This post was originally published on the Missouri S&T Solar Car team blog

For our previous car (Solar Miner) I rewrote and redesigned the telemetry software that was used in support vehicles for viewing data coming from the car. It worked well, and gave us all the information we needed at the time, but it suffered in some areas. One of these was that data was never stored anywhere except a plain-text log file, which proved slow and unreliable. With this in mind, our new telemetry system will store information in a database for further review.

This post is a discussion of data gathered during week long tests performed on two popular database systems.

Old System

The previous telemetry software, as stated before, only stored incoming data in a plain-text, comma-separated file. This proved unreliable in a few ways:
  • Had to pause, or stop data logging in order to processes, handle, and interpret data received
  • Logging to files is slow
  • Data was only received by computers actively running the telemetry software on the same network as the car
With these faults in-mind, I have decided that all data coming from the car will be logged in a database, and also seen by telemetry software in real time. A dedicated machine running software to log incoming telemetry packets will run at all times when the car is running, constantly logging.

This will allow for data to be seen in real time (and only real time) on the telemetry software, as well as being processed and stored into a database. The machine will host a website that can be used during the race to see charts/graphs of data coming from the car, removing the legacy MATLAB program from the process.

Our Needs

This constant flood of data is why we are performing these tests ourselves. Messages are sent out about every 100ms on the car, for just one system, that's a lot of messages!

We haven't exactly narrowed down how many telemetry messages our new car will send out a second, so we are using the speed of packets from Solar Miner.

We need a system that can both read, and write, to a database extremely quickly, no matter how large our tables become. We do not want to be cleaning out a table while in the middle of Australia because we have too much data.

While there are companies, and other scenarios, where database usage will be ten-fold more heavy than ours, these tests provide team members with testing experience, and experience interacting with a database.

Database Systems Tested

Tests were conducted against MySQL and Apache Cassandra.

Since we just want to know what systems will slow down more as data increases, our tests will simply insert a lot of rows, and the query for each operation as data grows larger will be tracked.

Average write times are recorded by taking the average time of 20,000 INSERT queries.

Average read times are taken while inserting rows, and then again when not inserting rows. 20,000 SELECT operations are performed during both of these tests.

A fourth, and final test, shows the average INSERT query time while rows are being read from the database.

Results


Above is a chart that shows average read times (over 20,000 SELECT operations) for both MySQL (red and blue) and Apache Cassandra (green and yellow/orange).

There are four total data sets, two for each system. One of these sets shows the average read time while the database is having data written to it.
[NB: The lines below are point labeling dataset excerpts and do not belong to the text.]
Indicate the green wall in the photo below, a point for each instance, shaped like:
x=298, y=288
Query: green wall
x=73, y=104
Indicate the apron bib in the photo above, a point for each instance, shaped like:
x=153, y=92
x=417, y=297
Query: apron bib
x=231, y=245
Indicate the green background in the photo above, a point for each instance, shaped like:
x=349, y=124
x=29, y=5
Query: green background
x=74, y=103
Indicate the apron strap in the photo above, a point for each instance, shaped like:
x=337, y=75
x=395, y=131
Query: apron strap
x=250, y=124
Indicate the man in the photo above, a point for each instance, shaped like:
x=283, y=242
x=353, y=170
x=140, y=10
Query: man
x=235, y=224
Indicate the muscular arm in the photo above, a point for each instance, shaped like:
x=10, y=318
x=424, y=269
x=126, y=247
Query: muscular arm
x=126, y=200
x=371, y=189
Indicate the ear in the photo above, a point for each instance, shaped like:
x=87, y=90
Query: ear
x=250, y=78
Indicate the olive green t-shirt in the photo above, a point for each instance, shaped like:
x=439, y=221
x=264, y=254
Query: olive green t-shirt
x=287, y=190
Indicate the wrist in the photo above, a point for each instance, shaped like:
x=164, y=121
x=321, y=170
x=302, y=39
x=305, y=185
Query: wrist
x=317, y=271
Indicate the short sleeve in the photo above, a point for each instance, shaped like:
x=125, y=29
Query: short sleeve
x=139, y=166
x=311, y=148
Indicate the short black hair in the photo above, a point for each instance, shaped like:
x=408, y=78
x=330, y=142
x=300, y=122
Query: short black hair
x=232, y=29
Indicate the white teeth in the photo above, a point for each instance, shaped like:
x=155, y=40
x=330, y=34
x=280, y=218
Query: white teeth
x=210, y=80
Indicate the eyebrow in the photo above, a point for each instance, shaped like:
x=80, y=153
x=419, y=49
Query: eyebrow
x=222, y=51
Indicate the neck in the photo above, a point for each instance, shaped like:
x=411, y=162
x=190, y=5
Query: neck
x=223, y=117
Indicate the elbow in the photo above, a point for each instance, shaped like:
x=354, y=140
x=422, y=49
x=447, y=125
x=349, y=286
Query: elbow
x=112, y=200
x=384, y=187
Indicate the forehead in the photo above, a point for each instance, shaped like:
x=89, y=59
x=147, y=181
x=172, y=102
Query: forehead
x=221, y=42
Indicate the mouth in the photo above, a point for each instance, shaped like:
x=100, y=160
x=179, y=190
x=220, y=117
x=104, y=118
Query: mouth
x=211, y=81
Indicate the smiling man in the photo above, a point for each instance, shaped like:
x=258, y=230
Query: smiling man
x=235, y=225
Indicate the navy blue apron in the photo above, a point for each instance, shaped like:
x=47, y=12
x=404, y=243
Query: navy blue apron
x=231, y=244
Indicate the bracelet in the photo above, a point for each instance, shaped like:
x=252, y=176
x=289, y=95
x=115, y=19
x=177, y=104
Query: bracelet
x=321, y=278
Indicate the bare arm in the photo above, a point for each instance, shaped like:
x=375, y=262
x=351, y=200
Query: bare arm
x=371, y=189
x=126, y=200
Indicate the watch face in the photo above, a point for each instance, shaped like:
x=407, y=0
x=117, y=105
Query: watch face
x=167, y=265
What this shows is that as you return more and more rows from MySQL each query grows slightly slower, not by a lot, but still slower. Both reading and reading while writing have a steady incline to them, they're reliably getting slower.

While looking at the data gathered from Cassandra, query times are nearly stable when only reading, as well as when you are reading and writing. Reading while writing with Cassandra did tend to fluctuate more than just reading, it is still hovering around the same times, where MySQL is a steady increase.


The second chart shows the average write time (over 20,000 INSERT operations) on by MySQL (left) and Apache Cassandra (right).

Having never touched a NoSQL database before, it was amazing to see how quickly Cassandra could insert new data. I re-ran this test multiple times to confirm that this result was consistent, and sure enough, Cassandra blew MySQL out of the water every single time.

Conclusion

After running the tests, and many discussions, Apache Cassandra has been chosen as our database system of choice. While Cassandra performs slower than MySQL when reading while writing and returning <20,000 rows we will probably find ourselves in situations where we will need to return a lot more than 20,000 rows since it only represents about 2 minutes of telemetry data.